State Shortfall Grows to $1.2 Billion As Revenue Projections Fall Short

The Board of Revenue Estimates announced yesterday that the State’s budget gap for fiscal years 2015 and 2016 has increased to $1.2 billion. As reported by the Washington Post,

The Board of Revenue Estimates projected the state will collect $123 million less in revenue than previously forecast during the remainder of this fiscal year, which ends in June, and $148 million less during the following year.

The write-downs widen what were already projected gaps of nearly $300 million this year and $600 million next year in Maryland’s roughly $16 billion general fund budget.
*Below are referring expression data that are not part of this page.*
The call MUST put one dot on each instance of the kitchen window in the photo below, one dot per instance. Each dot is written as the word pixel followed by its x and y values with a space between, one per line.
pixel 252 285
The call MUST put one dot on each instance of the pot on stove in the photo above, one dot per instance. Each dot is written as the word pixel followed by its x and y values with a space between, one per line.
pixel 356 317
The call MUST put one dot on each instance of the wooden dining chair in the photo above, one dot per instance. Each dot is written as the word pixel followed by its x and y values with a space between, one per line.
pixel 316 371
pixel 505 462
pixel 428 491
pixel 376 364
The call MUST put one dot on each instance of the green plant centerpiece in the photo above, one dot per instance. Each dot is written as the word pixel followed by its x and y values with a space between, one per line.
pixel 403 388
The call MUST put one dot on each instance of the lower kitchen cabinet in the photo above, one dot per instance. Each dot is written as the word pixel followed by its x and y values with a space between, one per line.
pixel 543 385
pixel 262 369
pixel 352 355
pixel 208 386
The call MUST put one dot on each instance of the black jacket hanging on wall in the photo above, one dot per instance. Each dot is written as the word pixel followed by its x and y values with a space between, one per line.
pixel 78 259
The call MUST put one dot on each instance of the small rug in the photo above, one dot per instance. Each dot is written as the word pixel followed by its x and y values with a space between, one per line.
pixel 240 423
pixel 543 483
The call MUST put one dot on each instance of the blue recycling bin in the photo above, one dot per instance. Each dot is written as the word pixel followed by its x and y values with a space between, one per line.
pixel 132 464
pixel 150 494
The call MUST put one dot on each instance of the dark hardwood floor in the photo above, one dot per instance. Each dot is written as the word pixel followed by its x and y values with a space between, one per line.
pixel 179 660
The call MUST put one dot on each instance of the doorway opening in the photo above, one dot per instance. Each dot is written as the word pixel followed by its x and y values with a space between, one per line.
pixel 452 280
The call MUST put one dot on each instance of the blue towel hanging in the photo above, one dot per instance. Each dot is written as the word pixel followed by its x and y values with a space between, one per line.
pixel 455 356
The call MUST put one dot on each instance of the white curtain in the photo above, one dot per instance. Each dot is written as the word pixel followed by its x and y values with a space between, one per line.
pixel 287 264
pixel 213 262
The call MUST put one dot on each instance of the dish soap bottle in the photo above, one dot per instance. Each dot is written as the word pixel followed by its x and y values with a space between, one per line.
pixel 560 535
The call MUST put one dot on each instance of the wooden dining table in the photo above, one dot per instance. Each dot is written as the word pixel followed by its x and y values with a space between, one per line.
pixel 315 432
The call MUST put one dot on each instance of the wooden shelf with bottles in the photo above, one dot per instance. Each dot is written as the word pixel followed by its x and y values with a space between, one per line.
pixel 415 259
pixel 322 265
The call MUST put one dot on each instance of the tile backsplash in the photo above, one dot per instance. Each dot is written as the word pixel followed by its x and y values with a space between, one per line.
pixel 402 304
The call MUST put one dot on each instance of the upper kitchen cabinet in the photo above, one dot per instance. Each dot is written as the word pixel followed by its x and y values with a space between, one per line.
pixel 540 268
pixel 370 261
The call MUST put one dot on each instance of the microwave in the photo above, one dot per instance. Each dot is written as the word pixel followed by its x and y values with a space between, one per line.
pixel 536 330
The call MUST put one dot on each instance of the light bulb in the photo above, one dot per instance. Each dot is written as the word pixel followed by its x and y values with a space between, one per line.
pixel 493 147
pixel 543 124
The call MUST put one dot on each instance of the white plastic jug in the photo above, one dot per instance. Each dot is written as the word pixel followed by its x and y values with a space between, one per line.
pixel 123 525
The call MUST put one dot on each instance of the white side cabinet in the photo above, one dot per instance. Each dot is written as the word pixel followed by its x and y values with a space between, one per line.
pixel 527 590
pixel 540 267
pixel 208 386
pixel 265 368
Federal cutbacks were attributed to the lower than anticipated revenue projections. Revenue generated through the personal income tax was reduced most significantly indicating slower than expected job growth. As reported by the Baltimore Sun,

Most of the budget woes announced by the Board of Revenue Estimates stem from Maryland’s job market’s improving more slowly than officials predicted when they put together projections a year ago. Although Maryland’s revenue continues to increase year over year, it is not growing fast enough to keep up with spending plans.

Officials blamed gridlock on Capitol Hill and the reverberating effects of last year’s sequester as the prime culprits suppressing Maryland’s recovery.

Comptroller Peter A. Franchot said it was time to end the state’s reliance on federal jobs — which employ about 300,000 people in Maryland — and federal contracts to buoy the state’s economy.

To control spending, the University System of Maryland has instituted a hiring freeze and state agencies have been asked to “trim expenses.” However, it’s unclear at this time how Governor O’Malley and Governor-Elect Hogan will address the budget shortfall.

A spokesman said that Democratic Gov. Martin O’Malley does not have plans to formally cut the state’s current budget during December, and that the governor is “still evaluating what additional action might make sense.”

Hogan, a Republican who takes office Jan. 21, said Monday’s new numbers were “no surprise.” He cautioned residents to prepare for what may be painful budget cuts next year.